Allthough not widespread, you might find asbestos in carpets.
Asbestos fibers could lurk in the carpet underlay, in the carpet adhesive/glue or naturally stuck in the woven fabric along with regular dust.
Asbestos in carpet underlay
Although carpets don’t contain asbestos normally, it may at times contain asbestos. It has been found that some fibrous backing of certain kinds of carpets contain asbestos. Because of this, it’s not a good practice to assume carpets don’t contain asbestos and skip the sampling of carpets material.
Asbestos-contaminated carpet padding has been widely reported in Australia, creating a public stir.
There is a slight possibility that some older hair felt-style underlay manufactured and installed prior to the early 1970s may have incorporated material sourced from hessian bags that were used to transport raw asbestos, including blue asbestos, from mine sites to processing plants. [source]
Owners concerned about possible asbestos in their fiber-based carpet underlay should contact an accredited asbestos testing laboratory.
Asbestos in carpet glue
Often, mastic, or glue as it is refered to sometimes, may contain asbestos even though the carpets themselves are negative for asbestos. There are two kinds of mastic associated with carpets, the brown mastic and the black asphaltic mastic. Generally, the black asphaltic mastic are more likely to contain asbestos than its brown counterparts.

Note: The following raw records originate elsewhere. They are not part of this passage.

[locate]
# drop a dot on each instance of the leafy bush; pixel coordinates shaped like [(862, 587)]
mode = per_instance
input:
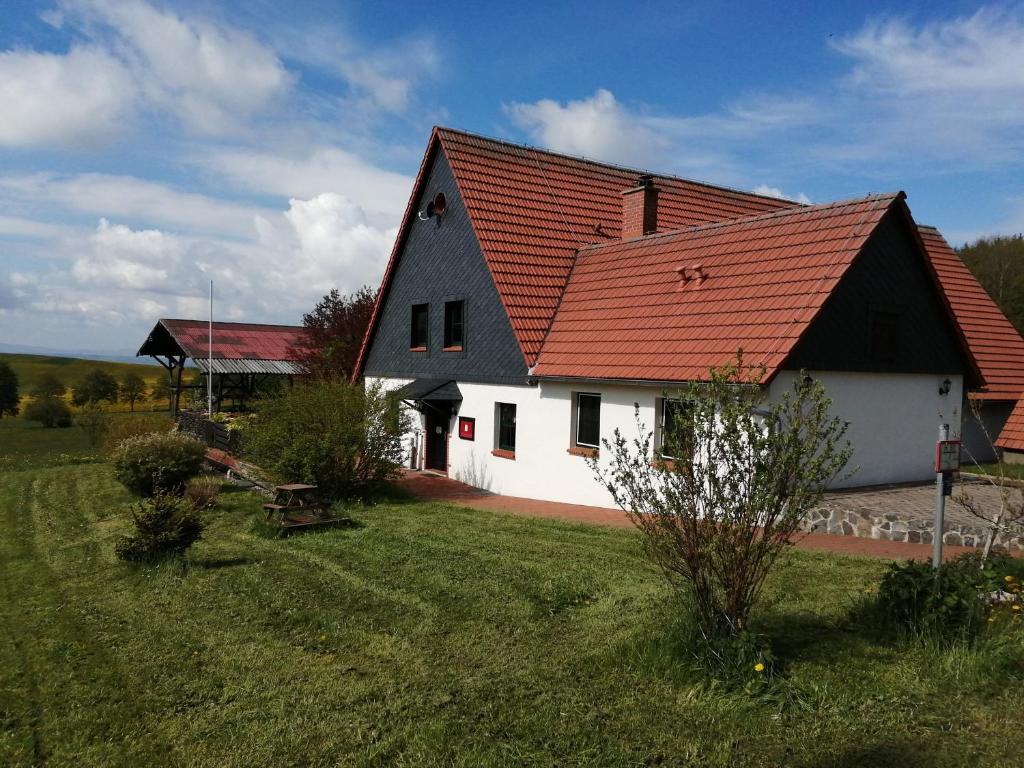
[(747, 471), (953, 603), (165, 527), (158, 462), (49, 412), (122, 429), (202, 493), (343, 437)]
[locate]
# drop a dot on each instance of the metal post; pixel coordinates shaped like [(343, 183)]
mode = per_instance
[(940, 507), (209, 360)]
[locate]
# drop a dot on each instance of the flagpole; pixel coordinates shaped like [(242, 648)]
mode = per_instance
[(209, 360)]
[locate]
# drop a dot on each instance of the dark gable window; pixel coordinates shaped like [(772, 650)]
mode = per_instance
[(506, 426), (676, 429), (421, 325), (885, 336), (454, 324), (588, 420)]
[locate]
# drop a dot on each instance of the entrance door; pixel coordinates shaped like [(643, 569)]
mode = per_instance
[(438, 418)]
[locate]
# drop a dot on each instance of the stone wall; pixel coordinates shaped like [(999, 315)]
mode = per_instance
[(843, 519)]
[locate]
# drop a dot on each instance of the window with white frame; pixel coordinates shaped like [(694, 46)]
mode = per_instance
[(506, 426), (675, 428), (588, 420)]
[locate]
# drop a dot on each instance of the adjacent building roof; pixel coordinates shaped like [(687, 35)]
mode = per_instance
[(997, 347), (1012, 436), (238, 347), (628, 313)]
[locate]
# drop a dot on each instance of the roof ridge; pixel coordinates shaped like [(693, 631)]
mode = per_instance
[(226, 323), (750, 218), (614, 166)]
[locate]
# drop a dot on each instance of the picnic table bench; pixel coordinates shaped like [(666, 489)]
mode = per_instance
[(297, 505)]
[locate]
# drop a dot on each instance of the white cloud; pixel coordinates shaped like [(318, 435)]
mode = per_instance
[(597, 127), (774, 192), (128, 197), (380, 193), (212, 77), (75, 100), (119, 280)]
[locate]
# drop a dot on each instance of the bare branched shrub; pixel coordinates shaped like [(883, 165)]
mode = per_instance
[(745, 473), (1008, 518)]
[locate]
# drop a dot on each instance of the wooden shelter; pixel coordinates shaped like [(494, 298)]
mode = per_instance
[(243, 354)]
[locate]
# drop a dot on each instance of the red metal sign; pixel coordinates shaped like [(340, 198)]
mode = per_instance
[(947, 456)]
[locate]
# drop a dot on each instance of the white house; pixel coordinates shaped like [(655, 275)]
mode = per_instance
[(534, 300)]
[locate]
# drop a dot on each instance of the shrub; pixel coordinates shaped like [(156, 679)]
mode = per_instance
[(49, 412), (343, 437), (94, 422), (165, 527), (716, 518), (952, 603), (158, 462), (202, 493), (122, 429)]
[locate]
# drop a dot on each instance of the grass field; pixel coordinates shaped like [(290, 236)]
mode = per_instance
[(71, 371), (433, 635)]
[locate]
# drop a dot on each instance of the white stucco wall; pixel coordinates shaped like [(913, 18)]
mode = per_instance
[(893, 427), (894, 420)]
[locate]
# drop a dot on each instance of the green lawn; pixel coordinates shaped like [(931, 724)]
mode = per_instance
[(433, 635)]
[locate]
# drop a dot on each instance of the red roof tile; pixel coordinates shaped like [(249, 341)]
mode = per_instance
[(995, 344), (532, 209), (1012, 436), (237, 340), (626, 314)]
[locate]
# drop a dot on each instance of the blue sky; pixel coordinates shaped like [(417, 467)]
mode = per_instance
[(146, 147)]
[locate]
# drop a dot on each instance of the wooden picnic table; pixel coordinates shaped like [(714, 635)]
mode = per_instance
[(296, 504)]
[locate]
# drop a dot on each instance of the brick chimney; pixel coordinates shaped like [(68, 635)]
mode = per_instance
[(640, 209)]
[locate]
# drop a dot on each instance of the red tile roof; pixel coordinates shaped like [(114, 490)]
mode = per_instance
[(532, 209), (237, 340), (1012, 436), (995, 344), (626, 314)]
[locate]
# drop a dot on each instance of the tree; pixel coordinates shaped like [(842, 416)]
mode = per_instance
[(334, 333), (9, 397), (997, 262), (131, 389), (97, 385), (94, 422), (716, 518), (48, 385), (1007, 520)]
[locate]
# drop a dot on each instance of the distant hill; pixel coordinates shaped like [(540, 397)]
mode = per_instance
[(90, 354), (72, 370)]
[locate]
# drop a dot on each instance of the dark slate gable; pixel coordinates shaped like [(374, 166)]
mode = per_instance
[(441, 261), (890, 275)]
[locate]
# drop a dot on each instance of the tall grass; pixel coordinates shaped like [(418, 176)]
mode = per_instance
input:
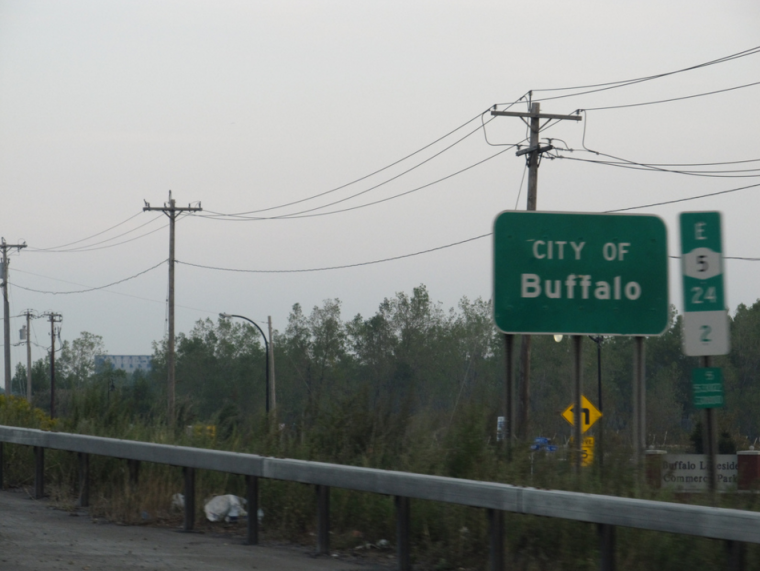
[(444, 536)]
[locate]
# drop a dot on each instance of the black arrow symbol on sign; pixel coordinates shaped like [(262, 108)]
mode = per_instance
[(586, 412)]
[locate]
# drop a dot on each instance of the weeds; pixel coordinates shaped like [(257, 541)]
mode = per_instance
[(444, 536)]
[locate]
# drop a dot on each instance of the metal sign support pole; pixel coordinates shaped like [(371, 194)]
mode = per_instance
[(639, 401), (709, 433), (509, 394), (578, 391)]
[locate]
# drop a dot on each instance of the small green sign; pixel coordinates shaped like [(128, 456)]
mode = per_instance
[(705, 319), (580, 273), (707, 387)]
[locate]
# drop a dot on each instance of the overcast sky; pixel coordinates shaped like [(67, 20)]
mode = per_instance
[(247, 105)]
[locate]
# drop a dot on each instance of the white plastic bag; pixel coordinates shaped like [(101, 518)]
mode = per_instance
[(227, 508)]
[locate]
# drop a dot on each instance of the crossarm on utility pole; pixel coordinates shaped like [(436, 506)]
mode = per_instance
[(536, 115), (172, 211)]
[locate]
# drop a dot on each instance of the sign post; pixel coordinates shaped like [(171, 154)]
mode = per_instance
[(705, 319), (582, 274)]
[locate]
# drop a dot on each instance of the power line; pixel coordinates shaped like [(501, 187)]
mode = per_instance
[(345, 266), (625, 83), (89, 237), (300, 213), (671, 99), (161, 301), (334, 267), (646, 167), (684, 199), (91, 246), (353, 181), (93, 288), (88, 249), (313, 215)]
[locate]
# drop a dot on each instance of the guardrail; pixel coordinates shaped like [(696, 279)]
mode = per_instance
[(736, 527)]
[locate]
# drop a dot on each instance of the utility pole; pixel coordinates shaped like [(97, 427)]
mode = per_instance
[(53, 318), (6, 312), (29, 314), (171, 210), (533, 152), (273, 393)]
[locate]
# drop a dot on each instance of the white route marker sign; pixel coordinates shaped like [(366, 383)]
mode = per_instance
[(705, 318)]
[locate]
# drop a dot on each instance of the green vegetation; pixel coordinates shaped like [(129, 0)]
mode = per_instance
[(413, 387)]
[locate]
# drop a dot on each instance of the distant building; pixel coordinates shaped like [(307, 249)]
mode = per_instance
[(128, 363)]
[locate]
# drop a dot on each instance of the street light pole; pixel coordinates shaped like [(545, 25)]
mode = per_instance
[(266, 350), (598, 341)]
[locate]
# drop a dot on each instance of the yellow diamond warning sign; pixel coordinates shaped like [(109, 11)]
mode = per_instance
[(589, 414)]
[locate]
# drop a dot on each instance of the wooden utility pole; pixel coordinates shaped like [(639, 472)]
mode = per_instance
[(29, 314), (271, 369), (6, 312), (533, 153), (53, 318), (171, 210)]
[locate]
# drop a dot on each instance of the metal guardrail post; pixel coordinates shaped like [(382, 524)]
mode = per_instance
[(134, 472), (496, 539), (402, 533), (39, 472), (735, 552), (252, 498), (189, 474), (323, 520), (606, 547), (84, 479)]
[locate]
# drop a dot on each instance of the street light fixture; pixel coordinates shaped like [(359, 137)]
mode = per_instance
[(266, 350)]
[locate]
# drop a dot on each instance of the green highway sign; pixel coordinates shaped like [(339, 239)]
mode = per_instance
[(705, 319), (707, 387), (580, 273)]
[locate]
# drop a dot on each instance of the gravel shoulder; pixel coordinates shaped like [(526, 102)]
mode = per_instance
[(34, 535)]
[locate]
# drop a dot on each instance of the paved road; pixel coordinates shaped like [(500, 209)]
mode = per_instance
[(35, 536)]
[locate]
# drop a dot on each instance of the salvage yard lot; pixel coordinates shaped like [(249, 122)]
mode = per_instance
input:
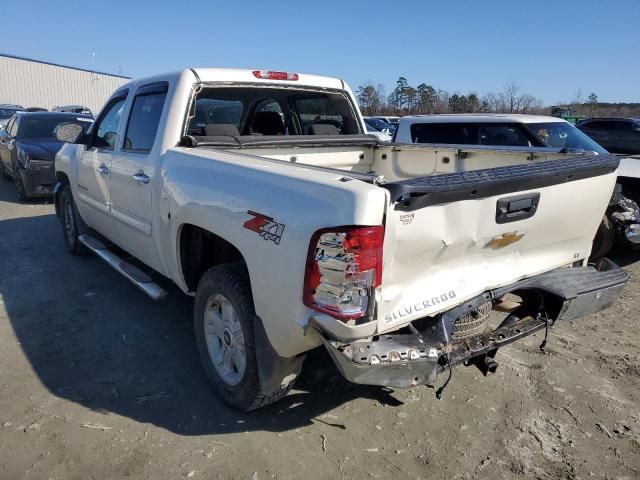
[(98, 381)]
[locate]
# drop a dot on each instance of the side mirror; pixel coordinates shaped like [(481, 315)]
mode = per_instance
[(69, 133)]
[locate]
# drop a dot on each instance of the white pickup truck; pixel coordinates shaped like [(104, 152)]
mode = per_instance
[(621, 222), (258, 193)]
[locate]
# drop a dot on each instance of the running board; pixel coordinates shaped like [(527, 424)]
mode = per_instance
[(127, 270)]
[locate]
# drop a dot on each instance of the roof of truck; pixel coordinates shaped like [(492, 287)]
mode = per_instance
[(223, 75), (479, 118)]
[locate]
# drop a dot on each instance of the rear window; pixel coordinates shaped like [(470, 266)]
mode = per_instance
[(446, 133), (271, 111), (563, 135), (7, 112)]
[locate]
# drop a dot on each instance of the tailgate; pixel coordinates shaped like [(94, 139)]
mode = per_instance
[(451, 237)]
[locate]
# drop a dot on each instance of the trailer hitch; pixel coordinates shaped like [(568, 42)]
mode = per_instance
[(486, 362)]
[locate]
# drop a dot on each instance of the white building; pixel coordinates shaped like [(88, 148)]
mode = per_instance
[(32, 83)]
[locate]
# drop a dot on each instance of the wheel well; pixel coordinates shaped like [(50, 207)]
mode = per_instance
[(630, 187), (200, 250), (63, 180)]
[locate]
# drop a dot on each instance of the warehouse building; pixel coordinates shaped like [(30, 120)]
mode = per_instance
[(33, 83)]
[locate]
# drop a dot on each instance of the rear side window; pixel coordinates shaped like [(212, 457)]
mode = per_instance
[(145, 117), (446, 133), (106, 128)]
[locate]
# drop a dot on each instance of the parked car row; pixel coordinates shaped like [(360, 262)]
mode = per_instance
[(28, 146), (617, 135), (8, 110)]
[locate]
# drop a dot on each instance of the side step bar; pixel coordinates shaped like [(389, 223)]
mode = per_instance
[(127, 270)]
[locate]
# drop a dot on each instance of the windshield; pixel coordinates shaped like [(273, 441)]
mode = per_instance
[(562, 135), (8, 112), (44, 127)]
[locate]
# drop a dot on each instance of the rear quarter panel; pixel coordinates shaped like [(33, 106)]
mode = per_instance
[(215, 189)]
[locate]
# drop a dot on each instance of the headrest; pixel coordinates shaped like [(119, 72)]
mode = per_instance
[(322, 129), (268, 123)]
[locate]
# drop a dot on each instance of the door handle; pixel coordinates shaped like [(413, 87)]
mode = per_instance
[(140, 177), (518, 207)]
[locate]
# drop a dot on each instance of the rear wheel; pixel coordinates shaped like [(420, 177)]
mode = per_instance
[(72, 224), (603, 241), (245, 373)]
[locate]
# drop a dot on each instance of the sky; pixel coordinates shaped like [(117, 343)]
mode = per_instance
[(551, 48)]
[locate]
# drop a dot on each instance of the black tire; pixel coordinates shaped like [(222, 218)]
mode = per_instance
[(72, 225), (232, 283), (603, 241), (21, 192)]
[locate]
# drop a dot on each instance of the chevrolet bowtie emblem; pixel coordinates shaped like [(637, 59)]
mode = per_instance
[(504, 240)]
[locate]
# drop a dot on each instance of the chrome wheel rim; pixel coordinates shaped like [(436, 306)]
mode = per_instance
[(68, 220), (225, 340)]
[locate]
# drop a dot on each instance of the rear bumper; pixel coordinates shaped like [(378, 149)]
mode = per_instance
[(405, 360)]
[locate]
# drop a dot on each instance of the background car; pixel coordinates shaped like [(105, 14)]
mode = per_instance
[(621, 222), (73, 109), (618, 135), (28, 147), (7, 111)]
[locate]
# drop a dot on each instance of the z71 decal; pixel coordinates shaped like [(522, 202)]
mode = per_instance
[(265, 226)]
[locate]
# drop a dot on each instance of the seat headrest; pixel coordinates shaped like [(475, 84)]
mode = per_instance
[(322, 129), (220, 129), (268, 123)]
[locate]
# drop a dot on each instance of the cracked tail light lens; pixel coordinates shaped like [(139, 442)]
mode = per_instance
[(344, 265)]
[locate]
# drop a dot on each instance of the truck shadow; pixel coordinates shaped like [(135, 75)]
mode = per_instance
[(93, 339), (8, 194)]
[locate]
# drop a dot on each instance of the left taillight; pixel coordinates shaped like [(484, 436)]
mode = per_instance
[(344, 265)]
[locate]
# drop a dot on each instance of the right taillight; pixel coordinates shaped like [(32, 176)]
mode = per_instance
[(344, 265)]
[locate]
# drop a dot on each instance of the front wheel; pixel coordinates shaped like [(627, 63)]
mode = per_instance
[(235, 358), (72, 224)]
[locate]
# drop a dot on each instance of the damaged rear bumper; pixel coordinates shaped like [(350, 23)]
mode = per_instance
[(404, 360)]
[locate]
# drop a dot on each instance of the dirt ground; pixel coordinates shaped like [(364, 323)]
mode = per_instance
[(97, 381)]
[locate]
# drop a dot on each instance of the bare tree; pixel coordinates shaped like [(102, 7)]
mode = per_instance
[(526, 103), (511, 97)]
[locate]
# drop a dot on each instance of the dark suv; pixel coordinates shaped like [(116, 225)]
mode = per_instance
[(617, 135)]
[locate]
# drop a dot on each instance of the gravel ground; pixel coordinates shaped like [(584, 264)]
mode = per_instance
[(97, 381)]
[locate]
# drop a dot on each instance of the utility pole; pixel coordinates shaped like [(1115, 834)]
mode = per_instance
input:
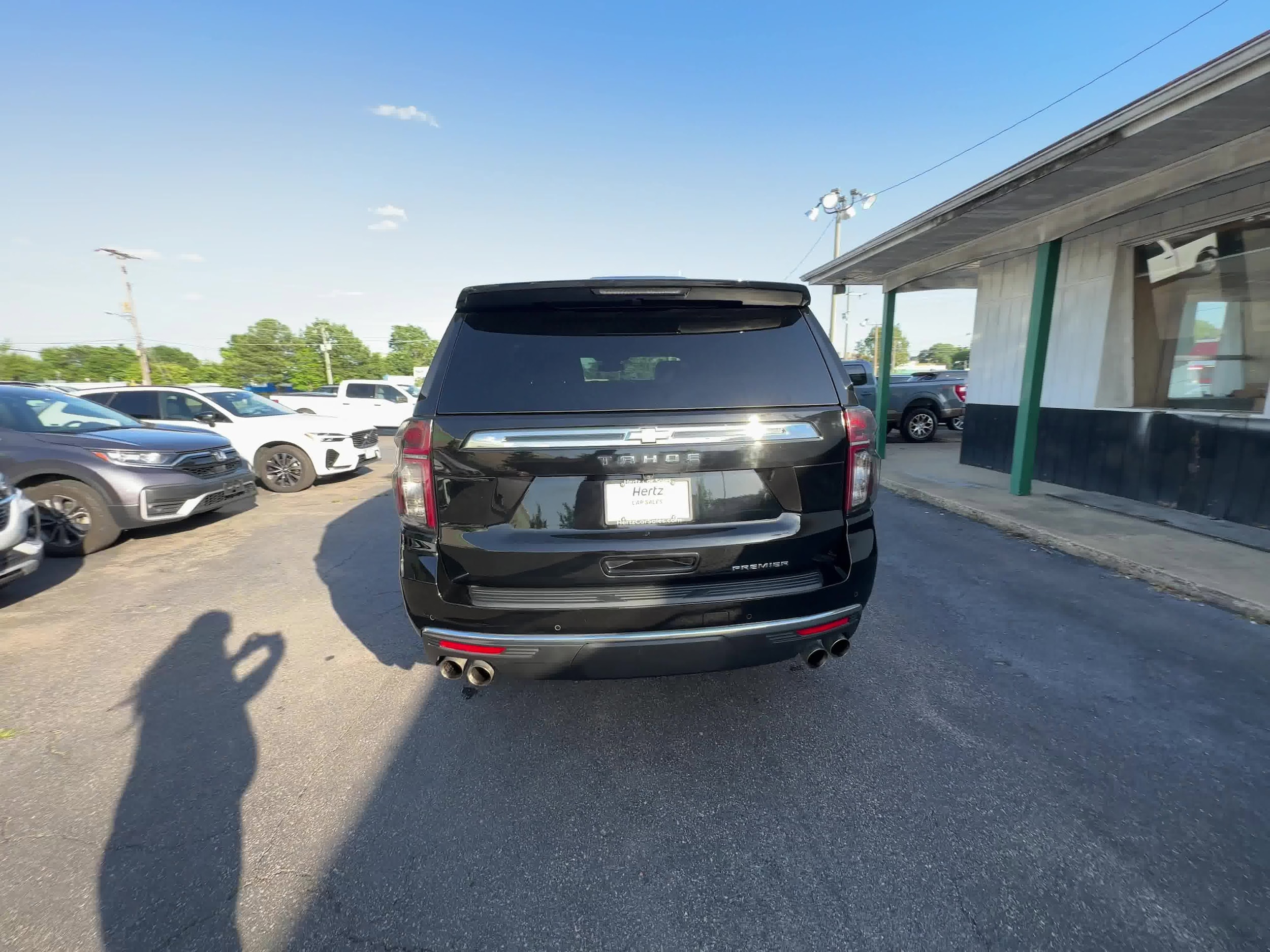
[(834, 290), (840, 206), (326, 347), (130, 309)]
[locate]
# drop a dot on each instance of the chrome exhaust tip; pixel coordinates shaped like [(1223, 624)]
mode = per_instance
[(451, 668)]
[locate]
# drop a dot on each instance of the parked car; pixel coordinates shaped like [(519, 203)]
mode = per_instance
[(288, 451), (96, 473), (918, 404), (387, 405), (21, 546), (664, 476)]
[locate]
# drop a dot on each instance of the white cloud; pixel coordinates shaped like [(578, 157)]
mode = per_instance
[(405, 112)]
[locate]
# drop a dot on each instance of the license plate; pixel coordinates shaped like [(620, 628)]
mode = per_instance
[(648, 502)]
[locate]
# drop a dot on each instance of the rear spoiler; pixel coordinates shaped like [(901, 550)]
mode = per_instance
[(631, 292)]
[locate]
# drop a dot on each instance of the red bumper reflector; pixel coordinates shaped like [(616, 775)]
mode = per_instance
[(822, 629), (471, 649)]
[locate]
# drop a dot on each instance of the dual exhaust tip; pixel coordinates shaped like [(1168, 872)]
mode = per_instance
[(479, 673), (818, 655), (482, 673)]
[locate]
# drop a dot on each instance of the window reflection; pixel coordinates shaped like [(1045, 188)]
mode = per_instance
[(1202, 319)]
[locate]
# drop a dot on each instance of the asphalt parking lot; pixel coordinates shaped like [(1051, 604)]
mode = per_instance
[(224, 735)]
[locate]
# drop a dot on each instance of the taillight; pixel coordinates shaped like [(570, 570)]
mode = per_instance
[(862, 476), (416, 498)]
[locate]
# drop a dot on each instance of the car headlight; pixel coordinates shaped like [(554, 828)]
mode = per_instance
[(136, 457)]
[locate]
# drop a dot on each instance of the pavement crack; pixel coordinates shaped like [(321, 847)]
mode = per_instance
[(969, 918)]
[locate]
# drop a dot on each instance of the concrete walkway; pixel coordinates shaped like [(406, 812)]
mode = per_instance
[(1195, 557)]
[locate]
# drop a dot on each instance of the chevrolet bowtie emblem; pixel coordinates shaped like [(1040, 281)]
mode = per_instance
[(649, 435)]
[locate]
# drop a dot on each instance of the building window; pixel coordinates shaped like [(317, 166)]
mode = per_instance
[(1202, 319)]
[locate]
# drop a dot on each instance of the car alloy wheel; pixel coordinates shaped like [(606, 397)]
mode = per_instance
[(64, 522), (283, 470), (921, 424)]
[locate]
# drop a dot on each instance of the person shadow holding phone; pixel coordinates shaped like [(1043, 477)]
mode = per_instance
[(169, 876)]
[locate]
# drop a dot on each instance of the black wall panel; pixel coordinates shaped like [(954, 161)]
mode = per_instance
[(1208, 464)]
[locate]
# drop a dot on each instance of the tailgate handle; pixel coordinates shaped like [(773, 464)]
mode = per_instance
[(651, 565)]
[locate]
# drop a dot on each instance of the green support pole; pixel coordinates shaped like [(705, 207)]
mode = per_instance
[(882, 371), (1034, 367)]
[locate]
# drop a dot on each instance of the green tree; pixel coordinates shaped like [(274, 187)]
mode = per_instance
[(172, 374), (956, 358), (350, 357), (173, 354), (265, 353), (212, 372), (14, 366), (898, 349), (84, 362), (409, 347)]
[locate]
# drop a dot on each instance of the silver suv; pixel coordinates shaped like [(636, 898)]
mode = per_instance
[(96, 473)]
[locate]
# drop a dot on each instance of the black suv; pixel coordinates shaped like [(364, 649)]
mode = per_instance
[(621, 478)]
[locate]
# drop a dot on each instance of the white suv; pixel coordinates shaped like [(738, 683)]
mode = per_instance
[(288, 451)]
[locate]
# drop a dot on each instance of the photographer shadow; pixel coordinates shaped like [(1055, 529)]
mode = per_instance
[(171, 871)]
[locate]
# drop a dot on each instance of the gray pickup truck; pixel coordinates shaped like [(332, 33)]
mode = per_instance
[(918, 403)]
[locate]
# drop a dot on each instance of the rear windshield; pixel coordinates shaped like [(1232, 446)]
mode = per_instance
[(687, 358)]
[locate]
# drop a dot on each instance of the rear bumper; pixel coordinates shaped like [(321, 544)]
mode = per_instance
[(638, 654), (639, 641)]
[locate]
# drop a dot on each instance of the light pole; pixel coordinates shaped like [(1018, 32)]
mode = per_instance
[(840, 206), (326, 347), (143, 358)]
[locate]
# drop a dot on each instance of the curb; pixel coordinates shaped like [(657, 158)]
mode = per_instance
[(1124, 567)]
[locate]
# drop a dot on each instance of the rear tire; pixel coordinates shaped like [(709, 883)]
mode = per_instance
[(920, 424), (74, 519), (285, 469)]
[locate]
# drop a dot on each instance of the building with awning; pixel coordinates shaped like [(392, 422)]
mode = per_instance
[(1122, 325)]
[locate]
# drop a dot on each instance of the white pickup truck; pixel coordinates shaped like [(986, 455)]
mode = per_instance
[(387, 405)]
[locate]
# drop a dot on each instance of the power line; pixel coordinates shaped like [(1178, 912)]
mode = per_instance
[(1051, 106), (811, 249)]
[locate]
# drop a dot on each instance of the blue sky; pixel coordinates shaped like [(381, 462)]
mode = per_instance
[(565, 140)]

Asbestos naturally stuck in carpet fabric
Because of its fibrous nature, carpets are good reserviors for asbestos, and a continuing source of releasing asbestos into the air once it’s trapped in it. There has been study done that shows available cleaning methods for fabric items that were significantly impacted by asbestos dust or debris may not be sufficient to address the health risk associated. Using vacuum cleaners that lack sufficient particle filters (hepa 13+) on carpets having lots of dust particles stuck in it (including asbestos), will result in asbestos fibers getting airbourne, which pose a health risk.